The Sanya elementary teaching program is surely relevant to the Marshall Islands and other Pacific islands, particularly in the urban centers where child nutrition has deteriorated as people shift from a diet of locally grown and caught food to store-bought processed foods. An epidemic of diabetes and other non-communicable diseases is now sweeping through the islands, causing a high level of sickness impacting the workforce and placing a huge financial burden on already cash-strapped hospitals. This school-based food education program is an innovative way of getting students and parents learning about island food culture and preparation, nutrition, and ways to improve their health.

Sanya elementary offers a model that could be exported as part of Japan’s technical assistance to its island allies or through a sister school approach. The Japan International Cooperation Agency already supplies dozens of math and science volunteer teachers to schools around the Pacific, in addition to its export of volunteers in medicine and other areas of expertise. Exporting the Sanya school food education model would be a brilliant extension of cooperation between Japan and the Pacific. Island schools, of course, could simply launch their own integrated food learning programs. But since Japan has developed a model that could easily be hybridized, it offers the opportunity for a culturally appropriate and sustainable intervention that portends improvements in health, academic performance and appreciation and understanding of customs that have governed life for generations but ones that are being lost to urbanized youngsters.

Caption: Fifth grade students at Sanya Elementary School in Tokyo leave nothing behind from their lunches, which are prepared with student participation as part of a food education learning program that integrates gardening, nutrition, cooking and culture. Photo: Giff Johnson.
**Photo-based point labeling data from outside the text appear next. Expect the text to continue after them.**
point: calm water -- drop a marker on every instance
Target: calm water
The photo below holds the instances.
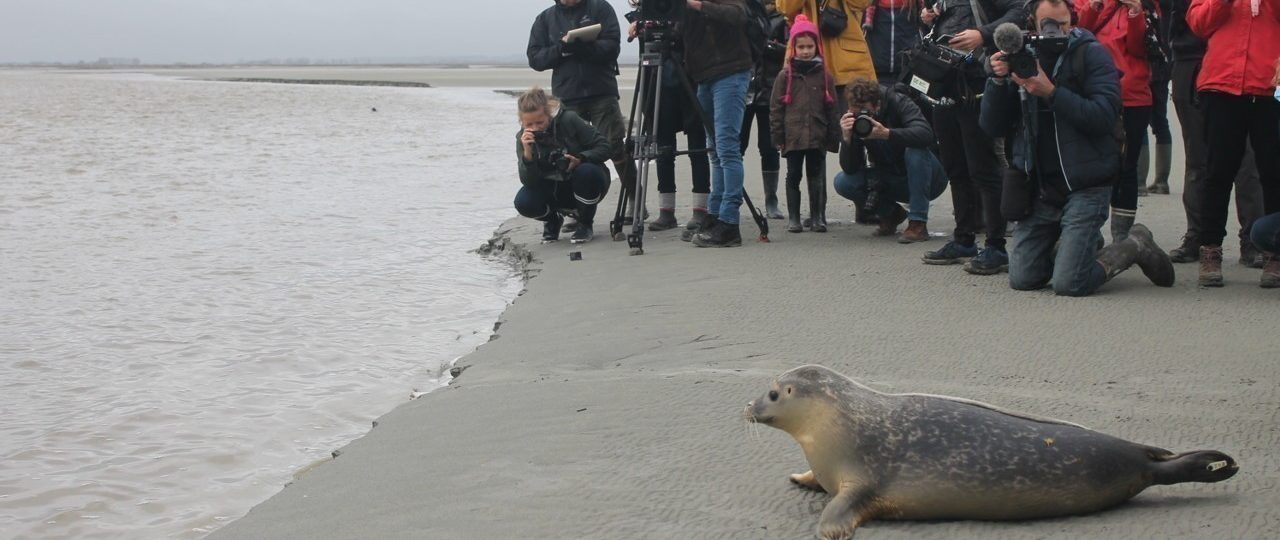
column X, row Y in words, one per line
column 210, row 285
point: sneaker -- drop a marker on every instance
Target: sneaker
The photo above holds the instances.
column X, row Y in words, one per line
column 551, row 228
column 950, row 254
column 1187, row 252
column 1211, row 266
column 914, row 232
column 1270, row 271
column 722, row 234
column 990, row 261
column 583, row 234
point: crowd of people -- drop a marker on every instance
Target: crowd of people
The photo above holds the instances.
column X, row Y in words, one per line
column 1048, row 118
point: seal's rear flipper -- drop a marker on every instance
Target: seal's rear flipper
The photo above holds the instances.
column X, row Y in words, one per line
column 1200, row 466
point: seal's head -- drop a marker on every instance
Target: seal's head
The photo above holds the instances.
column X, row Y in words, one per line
column 790, row 402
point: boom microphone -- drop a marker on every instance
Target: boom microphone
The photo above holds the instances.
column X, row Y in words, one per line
column 1008, row 37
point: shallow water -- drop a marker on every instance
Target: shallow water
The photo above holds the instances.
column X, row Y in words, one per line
column 210, row 285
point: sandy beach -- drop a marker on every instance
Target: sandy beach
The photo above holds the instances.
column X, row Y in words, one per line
column 609, row 402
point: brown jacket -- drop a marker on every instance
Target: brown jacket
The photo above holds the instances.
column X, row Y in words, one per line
column 808, row 122
column 848, row 55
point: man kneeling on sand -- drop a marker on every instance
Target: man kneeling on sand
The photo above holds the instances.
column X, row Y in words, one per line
column 561, row 169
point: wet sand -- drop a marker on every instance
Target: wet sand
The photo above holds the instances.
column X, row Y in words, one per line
column 609, row 403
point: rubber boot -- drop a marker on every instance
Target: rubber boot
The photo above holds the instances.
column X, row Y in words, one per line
column 1211, row 266
column 794, row 209
column 1139, row 248
column 771, row 195
column 1120, row 225
column 1164, row 164
column 817, row 205
column 1143, row 168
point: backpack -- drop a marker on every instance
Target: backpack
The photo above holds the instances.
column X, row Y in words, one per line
column 757, row 30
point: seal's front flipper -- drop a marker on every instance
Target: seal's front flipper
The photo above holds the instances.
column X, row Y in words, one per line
column 807, row 480
column 849, row 509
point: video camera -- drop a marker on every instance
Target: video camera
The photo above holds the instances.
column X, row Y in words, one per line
column 1022, row 49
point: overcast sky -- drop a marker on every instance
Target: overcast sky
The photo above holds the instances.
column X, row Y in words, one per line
column 224, row 31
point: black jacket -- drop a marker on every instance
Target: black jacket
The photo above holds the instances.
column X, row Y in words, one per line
column 716, row 40
column 956, row 15
column 579, row 71
column 1185, row 44
column 572, row 135
column 908, row 129
column 1084, row 120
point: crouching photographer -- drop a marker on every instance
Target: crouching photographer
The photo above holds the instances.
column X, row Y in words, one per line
column 886, row 158
column 561, row 169
column 1065, row 156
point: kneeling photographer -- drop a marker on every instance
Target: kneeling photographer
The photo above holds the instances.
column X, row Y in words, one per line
column 1065, row 155
column 561, row 169
column 887, row 158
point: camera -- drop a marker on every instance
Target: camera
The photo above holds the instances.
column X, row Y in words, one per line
column 554, row 158
column 1050, row 40
column 863, row 123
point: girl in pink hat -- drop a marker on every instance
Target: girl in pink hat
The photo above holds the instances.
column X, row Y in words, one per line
column 804, row 122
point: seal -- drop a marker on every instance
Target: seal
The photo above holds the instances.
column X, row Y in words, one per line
column 936, row 457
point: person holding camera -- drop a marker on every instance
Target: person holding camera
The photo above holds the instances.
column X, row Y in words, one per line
column 584, row 72
column 1188, row 53
column 1065, row 160
column 1121, row 28
column 968, row 154
column 718, row 58
column 561, row 170
column 887, row 159
column 1235, row 87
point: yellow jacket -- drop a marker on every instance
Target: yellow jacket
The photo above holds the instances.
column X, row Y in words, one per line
column 846, row 55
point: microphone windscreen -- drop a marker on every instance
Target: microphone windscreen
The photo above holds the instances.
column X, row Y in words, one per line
column 1008, row 37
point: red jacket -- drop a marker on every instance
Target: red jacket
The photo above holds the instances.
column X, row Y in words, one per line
column 1242, row 49
column 1123, row 36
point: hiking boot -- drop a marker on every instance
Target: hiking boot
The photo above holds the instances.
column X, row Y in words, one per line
column 914, row 232
column 1187, row 252
column 1249, row 255
column 990, row 261
column 551, row 227
column 1270, row 271
column 722, row 234
column 705, row 224
column 1139, row 248
column 888, row 224
column 1211, row 266
column 666, row 220
column 583, row 234
column 950, row 254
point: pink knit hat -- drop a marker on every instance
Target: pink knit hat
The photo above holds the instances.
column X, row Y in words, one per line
column 800, row 27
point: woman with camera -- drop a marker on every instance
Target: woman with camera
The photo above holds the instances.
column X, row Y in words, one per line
column 561, row 169
column 1120, row 26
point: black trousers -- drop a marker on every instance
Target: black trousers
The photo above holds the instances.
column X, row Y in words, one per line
column 1230, row 122
column 763, row 141
column 1191, row 117
column 1124, row 193
column 974, row 170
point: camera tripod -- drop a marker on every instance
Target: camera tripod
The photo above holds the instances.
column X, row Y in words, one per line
column 641, row 136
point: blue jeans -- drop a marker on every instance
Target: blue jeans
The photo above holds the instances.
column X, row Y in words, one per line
column 1266, row 233
column 924, row 181
column 725, row 101
column 1077, row 229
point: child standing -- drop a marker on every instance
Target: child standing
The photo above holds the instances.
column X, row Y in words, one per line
column 804, row 122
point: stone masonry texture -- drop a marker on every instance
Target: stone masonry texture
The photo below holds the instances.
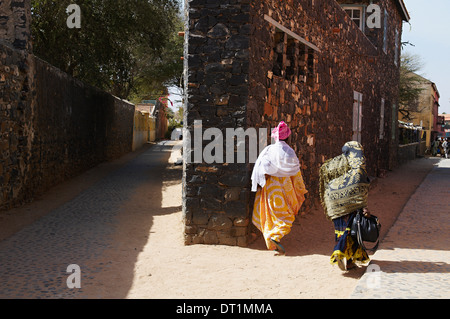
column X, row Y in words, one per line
column 243, row 70
column 53, row 127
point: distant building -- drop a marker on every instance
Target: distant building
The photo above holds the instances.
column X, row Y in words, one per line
column 427, row 111
column 318, row 65
column 444, row 125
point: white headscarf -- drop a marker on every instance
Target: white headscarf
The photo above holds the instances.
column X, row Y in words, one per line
column 277, row 160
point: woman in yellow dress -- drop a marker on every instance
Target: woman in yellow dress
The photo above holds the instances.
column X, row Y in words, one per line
column 280, row 190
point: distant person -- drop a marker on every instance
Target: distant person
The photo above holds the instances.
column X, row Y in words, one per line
column 435, row 147
column 280, row 190
column 344, row 188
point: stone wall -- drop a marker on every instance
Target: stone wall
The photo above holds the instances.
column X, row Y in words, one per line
column 76, row 127
column 17, row 107
column 53, row 127
column 242, row 70
column 215, row 197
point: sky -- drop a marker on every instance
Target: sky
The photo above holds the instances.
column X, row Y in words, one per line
column 429, row 31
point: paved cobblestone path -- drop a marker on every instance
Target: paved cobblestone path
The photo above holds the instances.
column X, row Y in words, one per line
column 34, row 261
column 413, row 260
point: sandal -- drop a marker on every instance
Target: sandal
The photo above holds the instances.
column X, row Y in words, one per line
column 342, row 263
column 279, row 248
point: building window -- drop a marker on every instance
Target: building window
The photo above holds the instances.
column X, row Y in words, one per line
column 356, row 14
column 394, row 122
column 385, row 34
column 397, row 47
column 294, row 58
column 382, row 119
column 357, row 116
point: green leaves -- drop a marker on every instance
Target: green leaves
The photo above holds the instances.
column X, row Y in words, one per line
column 114, row 42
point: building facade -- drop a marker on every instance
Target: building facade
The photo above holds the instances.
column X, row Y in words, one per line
column 328, row 68
column 427, row 111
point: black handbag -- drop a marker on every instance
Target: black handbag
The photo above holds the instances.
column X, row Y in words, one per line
column 366, row 229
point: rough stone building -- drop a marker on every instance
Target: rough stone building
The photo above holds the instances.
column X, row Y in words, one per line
column 328, row 68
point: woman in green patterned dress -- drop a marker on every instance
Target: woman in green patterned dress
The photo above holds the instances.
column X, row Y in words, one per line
column 344, row 187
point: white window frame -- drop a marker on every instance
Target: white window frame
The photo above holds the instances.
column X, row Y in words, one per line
column 357, row 116
column 362, row 14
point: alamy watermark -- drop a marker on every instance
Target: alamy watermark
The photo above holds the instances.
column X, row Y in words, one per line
column 228, row 145
column 373, row 280
column 74, row 18
column 74, row 280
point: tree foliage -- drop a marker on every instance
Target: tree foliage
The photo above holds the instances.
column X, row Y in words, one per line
column 115, row 41
column 410, row 85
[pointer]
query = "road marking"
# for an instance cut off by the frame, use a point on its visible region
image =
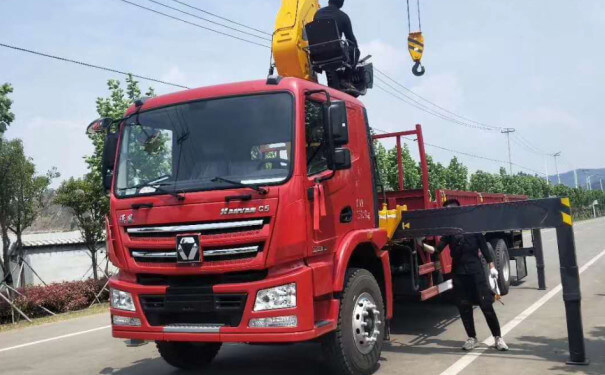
(468, 358)
(54, 338)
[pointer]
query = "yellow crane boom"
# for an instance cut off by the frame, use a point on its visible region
(289, 42)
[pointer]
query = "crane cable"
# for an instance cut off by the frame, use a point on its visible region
(416, 42)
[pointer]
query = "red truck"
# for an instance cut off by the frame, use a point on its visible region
(253, 213)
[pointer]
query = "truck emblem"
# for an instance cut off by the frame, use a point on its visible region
(124, 219)
(245, 210)
(188, 249)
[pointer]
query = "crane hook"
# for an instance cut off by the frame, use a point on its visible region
(418, 69)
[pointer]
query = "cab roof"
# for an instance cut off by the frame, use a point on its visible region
(294, 85)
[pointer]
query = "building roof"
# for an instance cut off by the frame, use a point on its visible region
(52, 239)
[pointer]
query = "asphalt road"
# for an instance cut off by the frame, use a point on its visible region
(426, 337)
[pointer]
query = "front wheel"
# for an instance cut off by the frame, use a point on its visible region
(188, 355)
(355, 347)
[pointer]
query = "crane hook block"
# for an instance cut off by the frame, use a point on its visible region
(416, 48)
(418, 70)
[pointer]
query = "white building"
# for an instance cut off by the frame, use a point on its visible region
(57, 257)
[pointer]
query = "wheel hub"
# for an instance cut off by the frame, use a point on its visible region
(506, 270)
(366, 323)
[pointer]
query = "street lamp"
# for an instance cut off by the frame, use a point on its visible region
(556, 155)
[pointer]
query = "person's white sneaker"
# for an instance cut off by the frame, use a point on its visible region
(470, 344)
(500, 344)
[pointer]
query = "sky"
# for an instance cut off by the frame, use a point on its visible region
(535, 66)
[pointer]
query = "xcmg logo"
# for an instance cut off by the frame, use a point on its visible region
(245, 210)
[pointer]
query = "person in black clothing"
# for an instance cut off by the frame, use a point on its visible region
(333, 12)
(470, 283)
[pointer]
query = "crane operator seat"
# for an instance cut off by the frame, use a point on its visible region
(333, 55)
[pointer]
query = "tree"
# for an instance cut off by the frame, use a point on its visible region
(28, 199)
(6, 116)
(456, 175)
(89, 204)
(21, 195)
(486, 182)
(86, 196)
(10, 153)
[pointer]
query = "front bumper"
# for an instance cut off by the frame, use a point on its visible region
(315, 318)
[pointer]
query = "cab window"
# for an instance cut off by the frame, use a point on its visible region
(315, 140)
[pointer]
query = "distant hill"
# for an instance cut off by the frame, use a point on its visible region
(568, 178)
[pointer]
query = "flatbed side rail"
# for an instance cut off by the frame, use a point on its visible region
(522, 215)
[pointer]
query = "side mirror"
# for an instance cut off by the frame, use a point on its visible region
(109, 159)
(338, 123)
(99, 125)
(341, 159)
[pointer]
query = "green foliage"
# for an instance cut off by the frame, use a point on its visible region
(6, 116)
(89, 204)
(21, 193)
(456, 175)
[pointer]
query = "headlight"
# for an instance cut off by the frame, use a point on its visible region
(122, 300)
(281, 297)
(125, 321)
(275, 322)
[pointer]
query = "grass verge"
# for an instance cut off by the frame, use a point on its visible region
(96, 309)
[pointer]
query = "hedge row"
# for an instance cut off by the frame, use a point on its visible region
(58, 298)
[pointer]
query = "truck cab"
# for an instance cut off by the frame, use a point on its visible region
(236, 213)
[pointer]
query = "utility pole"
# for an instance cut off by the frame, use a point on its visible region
(588, 183)
(546, 167)
(556, 155)
(507, 131)
(575, 174)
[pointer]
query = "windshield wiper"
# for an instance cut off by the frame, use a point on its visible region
(259, 189)
(158, 187)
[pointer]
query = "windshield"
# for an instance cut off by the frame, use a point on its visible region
(190, 147)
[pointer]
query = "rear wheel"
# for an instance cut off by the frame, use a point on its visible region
(502, 260)
(355, 347)
(188, 355)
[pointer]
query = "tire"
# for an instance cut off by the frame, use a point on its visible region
(188, 355)
(347, 349)
(502, 260)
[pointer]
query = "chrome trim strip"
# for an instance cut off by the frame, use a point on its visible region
(150, 254)
(234, 251)
(196, 227)
(193, 328)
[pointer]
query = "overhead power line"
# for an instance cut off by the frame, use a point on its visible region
(195, 24)
(88, 65)
(463, 118)
(475, 156)
(222, 18)
(209, 21)
(416, 104)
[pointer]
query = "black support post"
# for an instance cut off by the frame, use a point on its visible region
(572, 297)
(539, 254)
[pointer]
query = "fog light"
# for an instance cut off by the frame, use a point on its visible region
(280, 297)
(126, 321)
(275, 322)
(122, 300)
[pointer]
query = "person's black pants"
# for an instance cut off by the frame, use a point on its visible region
(473, 290)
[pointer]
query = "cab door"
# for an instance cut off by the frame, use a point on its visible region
(331, 197)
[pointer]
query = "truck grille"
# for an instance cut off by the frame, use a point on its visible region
(193, 305)
(210, 254)
(222, 227)
(201, 280)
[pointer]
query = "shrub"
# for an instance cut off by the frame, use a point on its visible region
(58, 298)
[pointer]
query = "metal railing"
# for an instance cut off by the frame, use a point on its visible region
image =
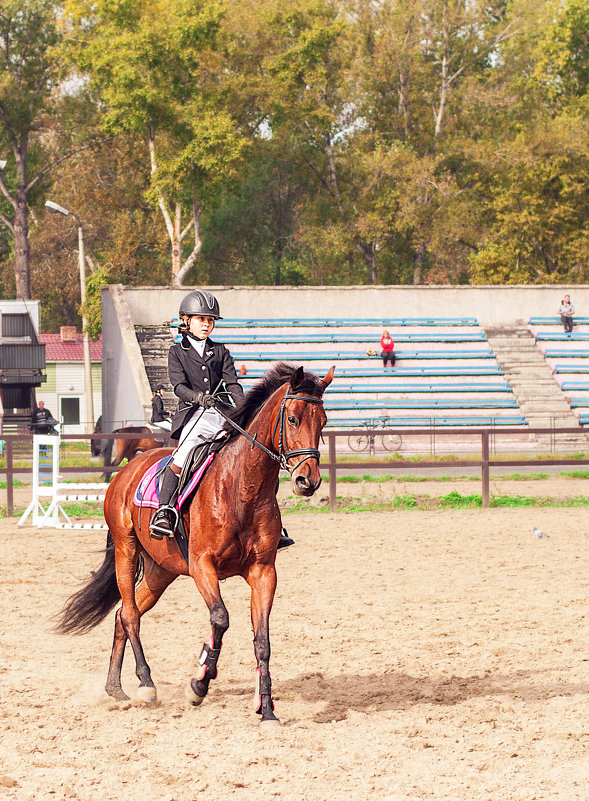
(485, 463)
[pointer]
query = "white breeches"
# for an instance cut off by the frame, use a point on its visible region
(202, 425)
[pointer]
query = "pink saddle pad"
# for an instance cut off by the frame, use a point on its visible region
(148, 489)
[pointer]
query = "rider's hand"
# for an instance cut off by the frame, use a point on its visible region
(204, 400)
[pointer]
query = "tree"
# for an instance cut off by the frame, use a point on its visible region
(32, 101)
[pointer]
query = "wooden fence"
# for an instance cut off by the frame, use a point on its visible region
(484, 463)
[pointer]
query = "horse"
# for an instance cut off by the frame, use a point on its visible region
(128, 448)
(234, 527)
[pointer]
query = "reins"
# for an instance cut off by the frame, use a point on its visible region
(283, 454)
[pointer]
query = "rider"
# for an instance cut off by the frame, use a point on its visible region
(198, 367)
(158, 412)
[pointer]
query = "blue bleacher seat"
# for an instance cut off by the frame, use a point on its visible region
(345, 322)
(557, 321)
(562, 337)
(566, 354)
(571, 368)
(430, 403)
(437, 422)
(337, 355)
(301, 339)
(403, 372)
(338, 388)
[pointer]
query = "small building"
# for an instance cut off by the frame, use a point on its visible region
(63, 391)
(22, 363)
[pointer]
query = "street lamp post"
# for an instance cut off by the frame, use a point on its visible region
(85, 335)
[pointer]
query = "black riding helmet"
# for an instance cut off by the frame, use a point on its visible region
(200, 302)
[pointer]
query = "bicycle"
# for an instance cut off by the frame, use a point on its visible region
(389, 441)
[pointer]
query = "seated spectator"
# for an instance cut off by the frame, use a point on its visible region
(387, 349)
(158, 412)
(566, 311)
(42, 421)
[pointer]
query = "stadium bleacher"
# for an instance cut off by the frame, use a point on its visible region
(473, 391)
(567, 359)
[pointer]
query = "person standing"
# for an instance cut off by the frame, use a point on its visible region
(566, 311)
(387, 351)
(42, 421)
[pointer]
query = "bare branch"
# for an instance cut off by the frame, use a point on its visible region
(7, 222)
(160, 197)
(73, 152)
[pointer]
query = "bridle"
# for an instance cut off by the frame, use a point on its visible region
(284, 454)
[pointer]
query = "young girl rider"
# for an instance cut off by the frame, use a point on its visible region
(196, 366)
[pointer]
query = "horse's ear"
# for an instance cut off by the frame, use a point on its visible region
(328, 378)
(297, 378)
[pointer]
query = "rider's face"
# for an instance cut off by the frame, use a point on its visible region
(201, 326)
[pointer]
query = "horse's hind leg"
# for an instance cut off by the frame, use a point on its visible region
(155, 581)
(205, 576)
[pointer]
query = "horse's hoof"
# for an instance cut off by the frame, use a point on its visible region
(148, 695)
(118, 694)
(270, 725)
(192, 697)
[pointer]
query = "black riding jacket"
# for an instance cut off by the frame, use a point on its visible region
(189, 374)
(158, 412)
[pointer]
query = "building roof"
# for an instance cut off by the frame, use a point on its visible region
(58, 351)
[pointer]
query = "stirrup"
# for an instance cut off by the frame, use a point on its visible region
(284, 540)
(161, 526)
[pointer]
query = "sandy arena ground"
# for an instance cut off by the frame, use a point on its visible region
(438, 655)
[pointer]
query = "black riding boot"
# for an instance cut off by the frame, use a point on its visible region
(284, 540)
(164, 521)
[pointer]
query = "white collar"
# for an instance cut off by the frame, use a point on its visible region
(198, 345)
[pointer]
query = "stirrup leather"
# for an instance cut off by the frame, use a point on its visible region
(155, 525)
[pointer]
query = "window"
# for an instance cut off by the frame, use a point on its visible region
(70, 411)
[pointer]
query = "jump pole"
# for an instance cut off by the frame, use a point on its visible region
(47, 484)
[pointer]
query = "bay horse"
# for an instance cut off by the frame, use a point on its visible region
(234, 527)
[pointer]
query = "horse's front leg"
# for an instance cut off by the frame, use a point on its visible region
(207, 582)
(262, 580)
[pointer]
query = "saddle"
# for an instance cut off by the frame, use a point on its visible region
(148, 489)
(197, 461)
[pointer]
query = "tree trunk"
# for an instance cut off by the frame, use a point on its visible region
(419, 262)
(22, 253)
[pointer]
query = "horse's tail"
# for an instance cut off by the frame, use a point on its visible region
(90, 605)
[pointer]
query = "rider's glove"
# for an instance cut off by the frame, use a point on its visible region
(204, 400)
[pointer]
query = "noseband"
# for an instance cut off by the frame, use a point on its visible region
(283, 454)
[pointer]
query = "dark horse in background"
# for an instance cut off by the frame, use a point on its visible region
(127, 448)
(234, 528)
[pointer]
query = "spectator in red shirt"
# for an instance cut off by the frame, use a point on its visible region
(387, 349)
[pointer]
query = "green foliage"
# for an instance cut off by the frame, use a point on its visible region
(311, 142)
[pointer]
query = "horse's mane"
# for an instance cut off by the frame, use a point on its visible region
(254, 399)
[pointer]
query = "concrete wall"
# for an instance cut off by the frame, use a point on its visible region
(126, 391)
(126, 395)
(491, 305)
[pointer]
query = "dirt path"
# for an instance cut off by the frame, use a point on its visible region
(438, 655)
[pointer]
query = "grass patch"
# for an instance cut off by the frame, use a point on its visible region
(73, 509)
(15, 483)
(454, 500)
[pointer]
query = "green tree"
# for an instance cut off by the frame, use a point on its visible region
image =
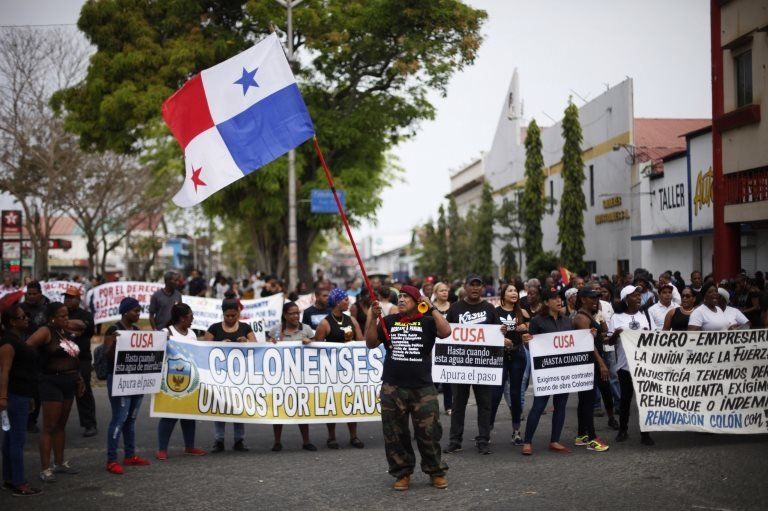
(455, 232)
(533, 201)
(570, 224)
(365, 70)
(482, 235)
(441, 234)
(509, 267)
(425, 244)
(509, 217)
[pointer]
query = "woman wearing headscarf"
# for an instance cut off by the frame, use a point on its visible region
(18, 381)
(339, 327)
(60, 381)
(125, 409)
(230, 330)
(180, 328)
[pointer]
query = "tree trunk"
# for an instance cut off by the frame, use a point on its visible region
(305, 237)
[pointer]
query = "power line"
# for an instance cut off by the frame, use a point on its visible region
(40, 25)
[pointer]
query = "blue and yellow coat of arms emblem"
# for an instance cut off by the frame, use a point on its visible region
(178, 375)
(181, 377)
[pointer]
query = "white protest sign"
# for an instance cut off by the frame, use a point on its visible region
(305, 302)
(262, 314)
(139, 356)
(104, 300)
(472, 354)
(562, 362)
(715, 382)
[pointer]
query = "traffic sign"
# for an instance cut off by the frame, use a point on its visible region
(322, 201)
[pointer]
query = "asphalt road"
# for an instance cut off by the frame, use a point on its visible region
(683, 471)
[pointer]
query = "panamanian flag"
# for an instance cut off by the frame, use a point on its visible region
(236, 117)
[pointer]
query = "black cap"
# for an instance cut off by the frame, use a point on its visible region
(548, 294)
(588, 292)
(473, 277)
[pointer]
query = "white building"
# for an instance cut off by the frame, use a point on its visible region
(467, 185)
(624, 226)
(389, 254)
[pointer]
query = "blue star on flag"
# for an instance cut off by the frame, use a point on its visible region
(247, 80)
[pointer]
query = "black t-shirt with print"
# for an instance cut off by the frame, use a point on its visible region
(482, 313)
(408, 361)
(217, 330)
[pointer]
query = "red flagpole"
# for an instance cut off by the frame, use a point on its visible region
(349, 230)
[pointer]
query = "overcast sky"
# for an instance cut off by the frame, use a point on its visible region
(557, 46)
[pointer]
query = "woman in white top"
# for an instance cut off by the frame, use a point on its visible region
(291, 329)
(632, 319)
(180, 328)
(736, 319)
(439, 298)
(708, 316)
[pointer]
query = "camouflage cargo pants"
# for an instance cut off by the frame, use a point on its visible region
(397, 403)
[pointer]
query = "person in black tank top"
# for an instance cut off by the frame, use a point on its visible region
(338, 327)
(18, 383)
(125, 409)
(359, 309)
(586, 436)
(677, 318)
(59, 382)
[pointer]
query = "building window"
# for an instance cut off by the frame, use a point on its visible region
(622, 265)
(551, 197)
(743, 65)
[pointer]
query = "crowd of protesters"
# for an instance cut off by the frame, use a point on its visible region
(46, 360)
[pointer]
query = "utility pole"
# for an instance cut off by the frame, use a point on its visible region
(293, 263)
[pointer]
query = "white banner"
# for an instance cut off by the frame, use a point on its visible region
(54, 289)
(104, 300)
(715, 382)
(265, 383)
(261, 314)
(472, 354)
(139, 356)
(562, 362)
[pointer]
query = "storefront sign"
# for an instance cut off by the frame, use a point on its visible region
(616, 216)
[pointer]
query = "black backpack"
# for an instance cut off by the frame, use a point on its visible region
(100, 364)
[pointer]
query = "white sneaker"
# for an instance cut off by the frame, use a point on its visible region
(65, 468)
(47, 476)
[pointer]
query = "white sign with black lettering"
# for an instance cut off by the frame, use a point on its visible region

This article was written by
Giff Johnson

Giff Johnson is editor of the Marshall Islands Journal, the independent weekly newspaper published in Majuro, and a contributor to several news media in the Pacific. He is the author of Idyllic No More: Pacific Islands Climate, Corruption and Development Dilemmas, published in 2015, Don't Ever Whisper — Darlene Keju: Pacific Health Pioneer, Champion for Nuclear Survivors, published in 2013, and Nuclear Past, Unclear Future, a history of the U.S. nuclear testing program in the Marshall Islands, published in 2009.

There is 1 comment for this article
  1. Andreea Torre at 1:08 pm

    My daughter goes to a Waldorf kindergarten in Suva where vegetables and some of the fruits are grown in the garden and most of all, all the food kids eat while in the kindy (i.e. morning tea, lunch, afternoon tea) is prepared/cooked/baked with them in the kitchen. All the food is vegetarian in this case. They have a gardener but once a week the kinds look after the garden too. The result was that in many cases, the relationship kids have with food (where does it come from, how you prepare and get it on the table, as well as gaining a lot in serenity out of this practice) and what is good to eat and what is not have changed. Impact on garbage has also change and quantities produced are very little – most of it can be composted getting to also learn how mother-earth gets its nutrients too! Unfortunately the primary she’ll move to next year does not follow the same philosophy.